To make matters worse, the Presidential Economic Report, a policy statement released last week by the US presidential administration, argues that cryptocurrencies are not a useful technology and have become a source for dangerous criminal machinations.
In March, Reuters reported that the Federal Deposit Insurance Corporation (FDIC) was requiring potential buyers of Signature Bank to abandon all crypto transactions, effectively denying banking services to large crypto companies. The FDIC denied this, but when the sale of the bank took place, users of crypto-currency services were indeed delisted.

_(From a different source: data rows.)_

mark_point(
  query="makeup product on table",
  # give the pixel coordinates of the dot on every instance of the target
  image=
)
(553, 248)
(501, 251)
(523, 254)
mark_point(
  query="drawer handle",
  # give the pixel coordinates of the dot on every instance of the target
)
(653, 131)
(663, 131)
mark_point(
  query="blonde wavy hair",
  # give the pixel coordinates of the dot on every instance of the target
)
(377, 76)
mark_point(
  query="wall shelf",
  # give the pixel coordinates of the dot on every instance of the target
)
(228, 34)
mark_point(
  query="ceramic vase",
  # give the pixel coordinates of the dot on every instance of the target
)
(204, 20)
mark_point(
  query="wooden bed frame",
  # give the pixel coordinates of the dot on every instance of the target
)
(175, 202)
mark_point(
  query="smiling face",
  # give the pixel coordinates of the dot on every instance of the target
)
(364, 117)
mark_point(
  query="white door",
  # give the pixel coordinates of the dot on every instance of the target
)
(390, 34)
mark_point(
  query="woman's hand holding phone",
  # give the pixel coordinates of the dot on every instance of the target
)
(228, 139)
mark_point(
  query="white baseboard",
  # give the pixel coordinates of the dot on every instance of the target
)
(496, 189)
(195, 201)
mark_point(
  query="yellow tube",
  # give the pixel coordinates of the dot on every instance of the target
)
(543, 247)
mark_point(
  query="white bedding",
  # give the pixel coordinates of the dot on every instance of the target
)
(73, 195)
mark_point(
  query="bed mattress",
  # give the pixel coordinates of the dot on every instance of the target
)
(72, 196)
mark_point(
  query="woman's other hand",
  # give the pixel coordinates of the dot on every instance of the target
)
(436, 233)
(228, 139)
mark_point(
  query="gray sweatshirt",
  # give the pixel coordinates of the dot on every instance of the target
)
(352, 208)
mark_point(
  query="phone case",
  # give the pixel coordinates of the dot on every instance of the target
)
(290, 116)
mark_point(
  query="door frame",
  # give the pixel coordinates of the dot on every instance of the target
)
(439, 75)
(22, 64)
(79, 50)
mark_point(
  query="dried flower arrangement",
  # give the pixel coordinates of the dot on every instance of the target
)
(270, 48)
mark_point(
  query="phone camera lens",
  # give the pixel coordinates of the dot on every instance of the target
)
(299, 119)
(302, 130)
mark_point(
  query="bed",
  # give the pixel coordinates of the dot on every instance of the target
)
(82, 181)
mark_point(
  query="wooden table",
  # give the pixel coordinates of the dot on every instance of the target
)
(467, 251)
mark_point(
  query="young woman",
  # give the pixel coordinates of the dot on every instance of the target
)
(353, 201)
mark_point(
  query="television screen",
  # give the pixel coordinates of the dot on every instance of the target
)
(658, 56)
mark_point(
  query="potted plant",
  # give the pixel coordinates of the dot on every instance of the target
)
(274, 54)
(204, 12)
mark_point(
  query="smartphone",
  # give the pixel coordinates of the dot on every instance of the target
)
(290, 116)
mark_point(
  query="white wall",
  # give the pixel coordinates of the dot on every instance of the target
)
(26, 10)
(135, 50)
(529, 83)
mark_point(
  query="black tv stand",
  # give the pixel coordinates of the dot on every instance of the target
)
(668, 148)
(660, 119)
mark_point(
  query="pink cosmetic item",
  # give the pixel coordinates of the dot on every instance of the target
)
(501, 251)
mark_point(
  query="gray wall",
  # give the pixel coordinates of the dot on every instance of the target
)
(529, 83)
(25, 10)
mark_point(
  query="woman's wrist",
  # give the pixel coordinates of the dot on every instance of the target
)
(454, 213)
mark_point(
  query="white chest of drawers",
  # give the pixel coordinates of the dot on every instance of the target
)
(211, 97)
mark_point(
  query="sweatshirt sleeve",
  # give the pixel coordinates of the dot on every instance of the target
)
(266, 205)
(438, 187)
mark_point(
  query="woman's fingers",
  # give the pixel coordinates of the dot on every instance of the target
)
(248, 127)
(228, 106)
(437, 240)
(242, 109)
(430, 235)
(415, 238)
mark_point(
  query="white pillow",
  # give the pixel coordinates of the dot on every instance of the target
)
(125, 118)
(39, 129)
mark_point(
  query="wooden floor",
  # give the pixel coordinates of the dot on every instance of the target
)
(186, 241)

The US government and regulators are pushing national crypto companies to think about moving abroad, because, journalists of an authoritative publication are sure, they should be afraid that at home they will not only lose business, but will also not be able to access their own bank accounts.
The editorial board of CoinDesk believes that most of the actions of the US government were more punitive than constructive. Therefore, without a significant change in course from the Joseph Biden administration and supervisory authorities, the notion that the US is determined to destroy the crypto industry will be firmly rooted in the minds of market participants and users.
On Thursday, March 30, the SEC filed charges against the Beaxy cryptocurrency platform for conducting brokerage and clearing activities without proper registration. The commission suspects Beaxy of illegally raising $8 million in the placement of unregistered securities. On its website, the exchange said it was suspending operations indefinitely.